ISO 27001 certification is organized in 3-year cycles. After the certification audit, surveillance audits will take place every year (years 1 and 2), followed by a renewal audit every 3 years.

In conclusion, these 16 steps structure the implementation of an information security management system and the achievement of ISO 27001 certification. They should enable you to reap all the benefits of an ISMS that is useful to both employees and management.

Summary

What is ISO 27001 certification?

ISO 27001 certification is an international recognition that enables companies to implement an Information Security Management System (ISMS).

It proves that the company has established control measures to secure sensitive data and ensure their confidentiality, integrity, and availability.

By obtaining this certification, a company demonstrates its commitment to information security and strengthens the trust of its clients and partners. With the rise of cyber risks in recent years, this certification is required in many fields.

What are the 4 security principles according to ISO 27001 standard?

The 4 security principles according to ISO 27001 standard are:

1. Confidentiality: ensuring that information is accessible only to those authorized.
2. Integrity: ensuring that data is accurate, complete, and protected against unauthorized alteration.
3. Availability: ensuring that information is accessible to authorized users when needed.
4. Authenticity: ensuring that users are who they claim to be and that the data is reliable and unaltered.

Why obtain ISO 27001 certification?

Obtaining ISO 27001 certification offers several benefits:

• Data protection: Ensuring the security and confidentiality of the company’s and its clients’ sensitive data.
• Risk reduction: Efficiently identifying and managing information security risks, thus preventing incidents.
• Trust building: Establishing trust among clients, partners, and stakeholders by demonstrating the company’s commitment to information security.
• Reputation improvement: Enhancing the company’s reputation as a reliable and responsible entity in terms of information security.
• Process optimization: Implementing effective procedures for managing information security, which can lead to an overall improvement in the management of the company’s activities.
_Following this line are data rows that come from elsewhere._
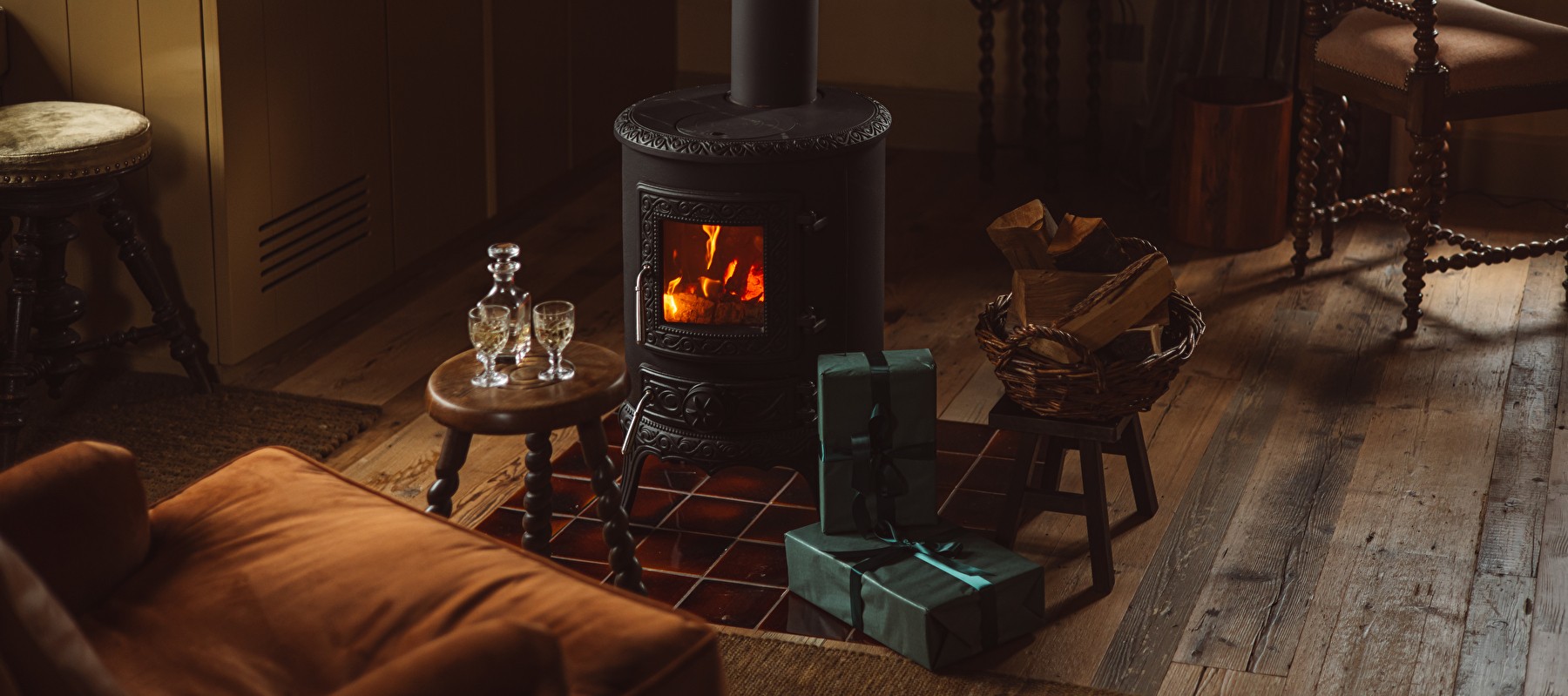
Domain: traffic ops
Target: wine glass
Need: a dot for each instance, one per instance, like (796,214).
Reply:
(552,328)
(490,327)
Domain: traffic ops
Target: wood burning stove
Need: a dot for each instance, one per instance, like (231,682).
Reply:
(753,242)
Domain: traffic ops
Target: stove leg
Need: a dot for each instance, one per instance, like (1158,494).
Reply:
(631,476)
(627,574)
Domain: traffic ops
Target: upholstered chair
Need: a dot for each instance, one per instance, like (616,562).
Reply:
(1429,62)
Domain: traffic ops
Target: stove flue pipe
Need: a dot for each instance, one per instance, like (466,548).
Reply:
(774,52)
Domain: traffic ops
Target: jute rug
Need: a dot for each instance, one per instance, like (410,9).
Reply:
(760,664)
(179,435)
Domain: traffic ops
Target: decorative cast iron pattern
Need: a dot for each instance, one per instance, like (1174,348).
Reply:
(792,447)
(656,206)
(629,131)
(723,406)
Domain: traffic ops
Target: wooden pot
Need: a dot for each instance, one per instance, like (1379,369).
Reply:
(1230,162)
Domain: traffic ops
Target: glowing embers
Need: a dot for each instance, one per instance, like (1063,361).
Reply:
(713,274)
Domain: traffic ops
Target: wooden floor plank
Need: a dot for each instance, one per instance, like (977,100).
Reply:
(1546,672)
(1150,632)
(1517,494)
(1497,637)
(1206,680)
(1254,604)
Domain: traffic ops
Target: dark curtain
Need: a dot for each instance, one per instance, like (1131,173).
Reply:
(1207,38)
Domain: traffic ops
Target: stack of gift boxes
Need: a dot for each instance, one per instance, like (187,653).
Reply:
(880,558)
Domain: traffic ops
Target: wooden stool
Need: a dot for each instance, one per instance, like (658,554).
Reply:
(1042,490)
(533,409)
(57,160)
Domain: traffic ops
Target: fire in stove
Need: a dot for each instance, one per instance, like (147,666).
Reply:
(713,274)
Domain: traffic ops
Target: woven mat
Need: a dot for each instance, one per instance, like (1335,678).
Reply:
(179,436)
(760,664)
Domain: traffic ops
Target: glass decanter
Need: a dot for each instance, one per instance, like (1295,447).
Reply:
(509,295)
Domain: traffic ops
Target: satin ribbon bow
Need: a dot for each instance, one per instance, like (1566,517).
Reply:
(940,555)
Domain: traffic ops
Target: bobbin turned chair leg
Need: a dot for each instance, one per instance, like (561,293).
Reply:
(1305,178)
(1423,209)
(1332,176)
(184,345)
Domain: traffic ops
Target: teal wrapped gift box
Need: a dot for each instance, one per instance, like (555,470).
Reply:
(877,423)
(935,594)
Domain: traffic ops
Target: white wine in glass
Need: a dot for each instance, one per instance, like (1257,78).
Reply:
(490,328)
(552,327)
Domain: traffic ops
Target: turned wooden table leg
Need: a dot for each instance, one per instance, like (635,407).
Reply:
(16,366)
(537,507)
(454,452)
(627,574)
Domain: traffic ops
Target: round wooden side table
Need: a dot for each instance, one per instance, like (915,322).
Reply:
(533,409)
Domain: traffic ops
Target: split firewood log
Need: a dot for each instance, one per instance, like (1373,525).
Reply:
(1085,245)
(1121,303)
(1024,235)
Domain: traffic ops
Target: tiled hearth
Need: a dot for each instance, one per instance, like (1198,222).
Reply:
(713,546)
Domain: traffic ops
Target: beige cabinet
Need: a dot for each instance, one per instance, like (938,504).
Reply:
(305,151)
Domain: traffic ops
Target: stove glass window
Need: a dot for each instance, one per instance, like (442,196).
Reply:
(713,274)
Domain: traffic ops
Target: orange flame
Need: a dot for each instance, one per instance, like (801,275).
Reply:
(713,242)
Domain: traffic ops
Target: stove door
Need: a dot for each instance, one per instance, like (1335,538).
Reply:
(717,274)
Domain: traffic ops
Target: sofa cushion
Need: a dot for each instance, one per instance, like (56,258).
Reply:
(1484,47)
(41,649)
(278,576)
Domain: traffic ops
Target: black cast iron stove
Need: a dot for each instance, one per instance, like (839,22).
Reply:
(753,242)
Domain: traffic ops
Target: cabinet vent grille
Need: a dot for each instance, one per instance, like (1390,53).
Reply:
(315,231)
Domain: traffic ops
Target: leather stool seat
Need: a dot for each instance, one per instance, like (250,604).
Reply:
(46,143)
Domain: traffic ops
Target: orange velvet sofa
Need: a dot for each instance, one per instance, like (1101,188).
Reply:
(278,576)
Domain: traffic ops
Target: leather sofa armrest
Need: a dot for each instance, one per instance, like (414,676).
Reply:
(78,516)
(494,657)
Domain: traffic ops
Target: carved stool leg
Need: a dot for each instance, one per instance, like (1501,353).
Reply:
(1013,507)
(16,368)
(454,452)
(1424,203)
(1098,516)
(1305,178)
(537,507)
(60,305)
(1137,453)
(627,574)
(1050,474)
(184,345)
(1333,159)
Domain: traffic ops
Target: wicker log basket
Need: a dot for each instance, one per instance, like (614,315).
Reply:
(1093,389)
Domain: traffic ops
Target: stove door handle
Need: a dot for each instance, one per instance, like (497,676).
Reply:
(637,305)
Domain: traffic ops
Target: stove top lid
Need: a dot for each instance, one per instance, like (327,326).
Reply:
(703,123)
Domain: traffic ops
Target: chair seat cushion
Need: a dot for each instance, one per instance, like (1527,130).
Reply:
(44,143)
(1482,46)
(278,576)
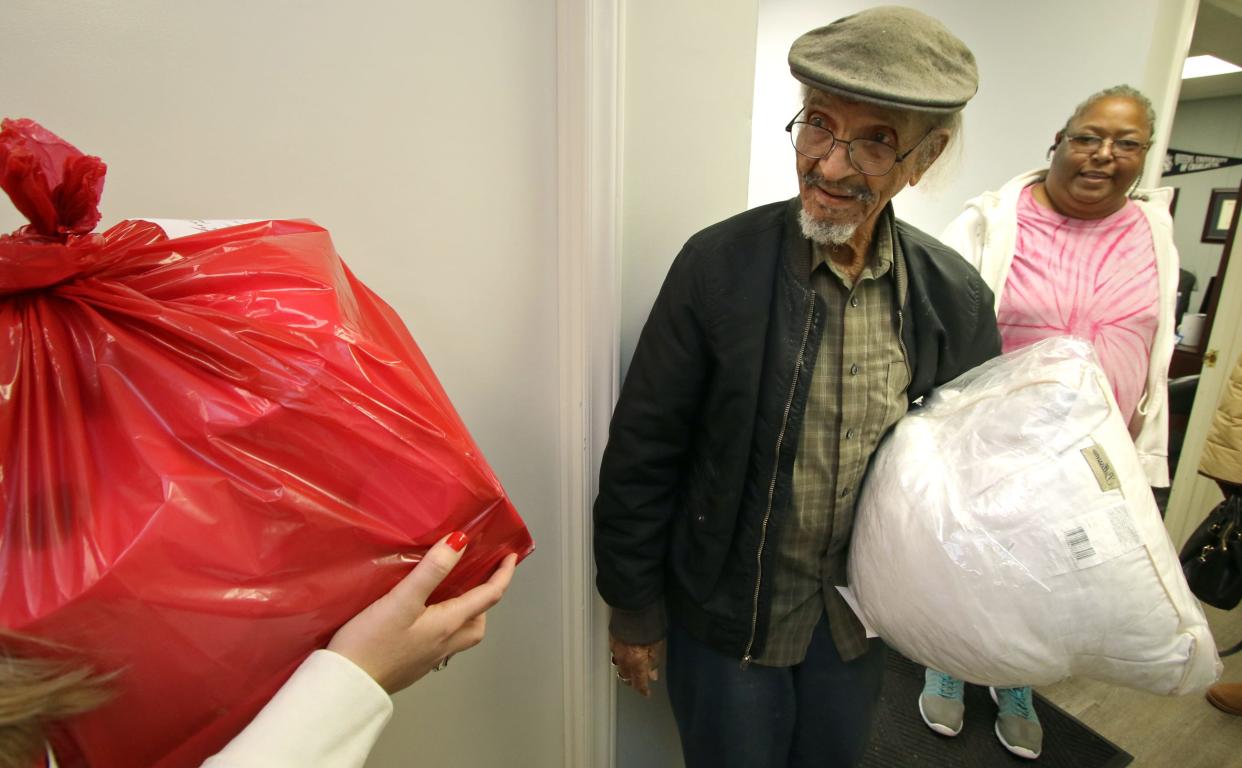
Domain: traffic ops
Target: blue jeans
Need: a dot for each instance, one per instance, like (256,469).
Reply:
(816,713)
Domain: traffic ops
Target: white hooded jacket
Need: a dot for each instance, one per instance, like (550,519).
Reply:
(985,234)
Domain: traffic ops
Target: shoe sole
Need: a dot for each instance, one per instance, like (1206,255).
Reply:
(943,730)
(996,728)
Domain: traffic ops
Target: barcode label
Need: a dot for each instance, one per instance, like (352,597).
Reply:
(1079,544)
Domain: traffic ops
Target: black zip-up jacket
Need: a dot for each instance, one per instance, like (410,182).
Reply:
(697,474)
How long does it take to obtain ISO 27001 certification?

The time required to obtain ISO 27001 certification depends on several factors. This includes the size of the company, its level of preparedness and compliance, as well as the complexity of its processes.
On average, it can take several months to a year or more.
Good project management, full involvement of employees and management are essential to ensure the success of the certification process.

What is the duration of an ISO 27001 certification cycle?

Once obtained, ISO 27001 certification is valid for 3 years. Each year, a surveillance audit will be organized to ensure that the company maintains compliance with ISO 27001 standards.